In this final part of my series on Bradley-Terry models I will talk about how the simple concepts behind Bradley-Terry models link with and underpin some more well-known and advanced concepts.

### 1. Logistic Regression

Let’s start by making a substitution in the formula of $\lambda_i = e^{b_i}$.

$P(i \text{ beats } j) = \cfrac{\lambda_i}{\lambda_i + \lambda_j}$

$P(i \text{ beats } j) = \cfrac{e^{b_i}}{e^{b_i} + e^{b_j}}$

With a bit of mathematical manipulation we can recast this into a more familiar form.

$P(i \text{ beats } j) = \cfrac{e^{b_i-b_j}}{e^{b_i-b_j} + 1} = \cfrac{1}{1 + e^{-(b_i-b_j)}}$

These look very similar to the form of a logistic regression. This is a regression where the dependent variable can only take two values – it is binary. In our case we only have the outcomes of team i winning or team i losing.

$\text{ invlogit}(x) = \cfrac{e^{x}}{e^{x} + 1} = \cfrac{1}{1 + e^{-x}}$

Then if we substitute our initial expression into the logistic transformation we obtain the following terms which can be furthered simplified using the fact that $\lambda_i = e^{b_i}$.

$\text{ invlogit}(P(i \text{ beats } j)) = \log{\cfrac{P(i \text{ beats } j)}{1 - P(i \text{ beats } j)}} = \log{\cfrac{\lambda_i}{\lambda_j}} = b_i - b_j$

From here it is simple to invert the transformation to get the final result, which is that the probability of team i beating team j is just a logistic regression on $b_i-b_j$.

$P(i \text{ beats } j) = \text{ logit}(b_i - b_j)$

### 2. Pythagorean Expectation

Let’s consider the case of making an alternative substitution of $\lambda_i = e^{\gamma\ln{c_i}} = c_i^\gamma$. This roughly corresponds in a physical sense to the idea that the skill of a player is best represented by some other underlying measure c.

$P(i \text{ beats } j) = \cfrac{\lambda_i}{\lambda_i + \lambda_j}$

$P(i \text{ beats } j) = \cfrac{c_i^\gamma}{c_i^\gamma + c_j^\gamma}$

At this point it is clear that we have come across this formula before. If we let $c_i$ be runs scored by team i and $c_j$ be runs scored by team j (which is the same as runs conceded by team i), we have obtained the classic Pythagorean win probability for a single game. It also fits into the logistic regression model if we change $\text{ logit}(b_i-b_j)$ to $\text{ logit}\gamma(b_i-b_j)$!

Alternatively if we took a slightly more general substitution of $\lambda_i = e^{\gamma_i\ln{c_i}} = c_i^{\gamma_i}$ we end up with the two exponent form of Pythagorean expectation. We previously saw this back in the form of the Pythagorean exponent I used for Premier League football.

$P(i \text{ beats } j) = \cfrac{\lambda_i}{\lambda_i + \lambda_j}$

$P(i \text{ beats } j) = \cfrac{c_i^{\gamma_i}}{c_i^{\gamma_i} + c_j^{\gamma_j}}$

Clearly there is more to the idea of Pythagorean wins than just a magic formula that seems to work!

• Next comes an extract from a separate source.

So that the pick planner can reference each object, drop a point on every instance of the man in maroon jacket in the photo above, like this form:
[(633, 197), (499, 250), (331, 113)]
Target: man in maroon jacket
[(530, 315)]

In fact it can be derived not just from a basic Bradley-Terry model but from another idea: that the scoring of runs or points is described by a Weibull distribution.

### 3. ELO Ratings

ELO ratings are now a well-known method of comparing players and teams performance with their competitors over a period of time. The principle is that each person has their own rating which is affected by the games played by that person against other players. The basic idea is that the bigger the difference between two ranked players, the more likely the higher ranked player is to win.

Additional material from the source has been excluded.